Bristol Bay fisherman may return to state board
A Dillingham fisherman is seeking another term on the state Board of Fisheries.
The seven-member board makes policy and allocative decisions for fisheries throughout Alaska. Most fisheries are considered on a triennial rotation, and Bristol Bay was last up for discussion in 2015.
Gov. Bill Walker's Jan. 30 list of board appointments included three familiar faces for the fish board: Dillingham's Fritz Johnson, John Jensen of Petersburg and Reed Morisky of Fairbanks. All three must still be confirmed by the state Legislature, and in recent years, that confirmation process has been difficult for some nominees. In 2013, King Salmon commercial fisherman Vince Webster did not get enough votes to serve another term on the board, despite being re-appointed by then-Gov. Sean Parnell.
Jensen and Morisky both currently serve on the board. Jensen, a commercial fisherman, has served continuously since January 2003. Morisky, a sport fisherman and guide, has served since February 2013.
Johnson was first appointed after Webster's confirmation failed, continuing a long-standing tradition of having a Bristol Bay fisherman on the board. He served from August 2013 to June 2016, but was not re-appointed last spring; instead, the governor opted for a Soldotna scientist, who did not fit the usual balance of three commercial, three sport, and one subsistence representative, or the usual regional balance.
This time around, the governor felt he was the best choice for the opening on the board, a spokeswoman wrote in an email.
Johnson also serves on the Alaska Seafood Marketing Institute, and is a drift permit holder in Bristol Bay. He worked previously at Bristol Bay Economic Development Corp.
Johnson was appointed to the seat currently held by Sue Jeffrey, a set-netter from Kodiak. If confirmed, he would serve from July 2017 through June 2020, and he and Jensen would be the only commercial representatives on the seven-member board.
Johnson said he had never withdrawn his application when he sought to be re-appointed previously, and that Jeffrey's departure from the board left a hole in commercial fishing representation that he said he was happy to fill.

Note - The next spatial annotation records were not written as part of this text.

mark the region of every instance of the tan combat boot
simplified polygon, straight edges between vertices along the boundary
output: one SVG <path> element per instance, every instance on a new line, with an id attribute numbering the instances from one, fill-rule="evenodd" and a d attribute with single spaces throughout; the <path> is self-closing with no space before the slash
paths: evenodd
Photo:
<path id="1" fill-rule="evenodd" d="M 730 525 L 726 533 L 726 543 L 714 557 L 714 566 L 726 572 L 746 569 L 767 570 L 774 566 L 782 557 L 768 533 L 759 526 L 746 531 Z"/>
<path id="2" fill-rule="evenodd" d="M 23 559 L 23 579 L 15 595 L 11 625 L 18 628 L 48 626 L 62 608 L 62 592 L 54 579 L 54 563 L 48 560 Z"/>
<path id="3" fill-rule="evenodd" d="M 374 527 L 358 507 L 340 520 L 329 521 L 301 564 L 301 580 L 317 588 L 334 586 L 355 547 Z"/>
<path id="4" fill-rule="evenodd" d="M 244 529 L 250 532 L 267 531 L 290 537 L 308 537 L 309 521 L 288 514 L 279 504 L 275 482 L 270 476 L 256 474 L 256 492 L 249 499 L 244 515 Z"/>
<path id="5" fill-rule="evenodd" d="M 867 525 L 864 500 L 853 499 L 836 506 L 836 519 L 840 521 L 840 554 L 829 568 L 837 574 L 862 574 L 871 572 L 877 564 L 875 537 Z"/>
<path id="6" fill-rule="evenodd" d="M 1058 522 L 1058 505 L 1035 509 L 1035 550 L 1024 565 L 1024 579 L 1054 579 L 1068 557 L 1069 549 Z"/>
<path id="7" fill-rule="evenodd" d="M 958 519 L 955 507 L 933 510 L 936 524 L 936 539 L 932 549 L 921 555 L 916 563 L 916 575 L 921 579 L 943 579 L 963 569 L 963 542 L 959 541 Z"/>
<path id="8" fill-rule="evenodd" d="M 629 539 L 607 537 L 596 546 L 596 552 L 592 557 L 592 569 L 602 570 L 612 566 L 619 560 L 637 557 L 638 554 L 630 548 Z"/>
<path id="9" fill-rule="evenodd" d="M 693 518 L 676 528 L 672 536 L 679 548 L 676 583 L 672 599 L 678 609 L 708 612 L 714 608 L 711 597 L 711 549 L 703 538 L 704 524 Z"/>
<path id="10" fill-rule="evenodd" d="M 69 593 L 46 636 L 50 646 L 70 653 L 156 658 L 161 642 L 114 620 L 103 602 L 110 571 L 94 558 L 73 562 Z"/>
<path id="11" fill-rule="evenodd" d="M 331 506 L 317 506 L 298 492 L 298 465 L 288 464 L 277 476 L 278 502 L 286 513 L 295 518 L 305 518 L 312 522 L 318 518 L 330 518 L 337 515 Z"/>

"I do want to stress that having a commercial fisherman in any one of those positions doesn't mean they represent only commercial fishermen," Johnson said, noting that the board is tasked with making decisions for all stakeholders, with the best interest of the resource in mind as well.
If confirmed, those three will serve alongside Orville Huntington, of Huslia, Israel Payton, of Wasilla, Alan Cain, of Anchorage, and Soldotna's Robert Ruffner.
Ruffner is the scientist who replaced Johnson last summer. Huntington is considered a subsistence representative, and Payton and Cain are considered sport representatives.
But the make-up of the board could change in the future.
A bill up for discussion by the state Legislature this session would add two more members. House Bill 88 was introduced by Rep. Louise Stutes, a Kodiak republican.
In a sponsor statement, Stutes wrote that a larger board could mean representatives from more regions of the state.
That change is first being discussed in the House Fisheries committee, and then is expected to go to the House Finance committee for consideration.
States also introduced a bill addressing conflicts of interests for board members, which was also referred to the House fish committee.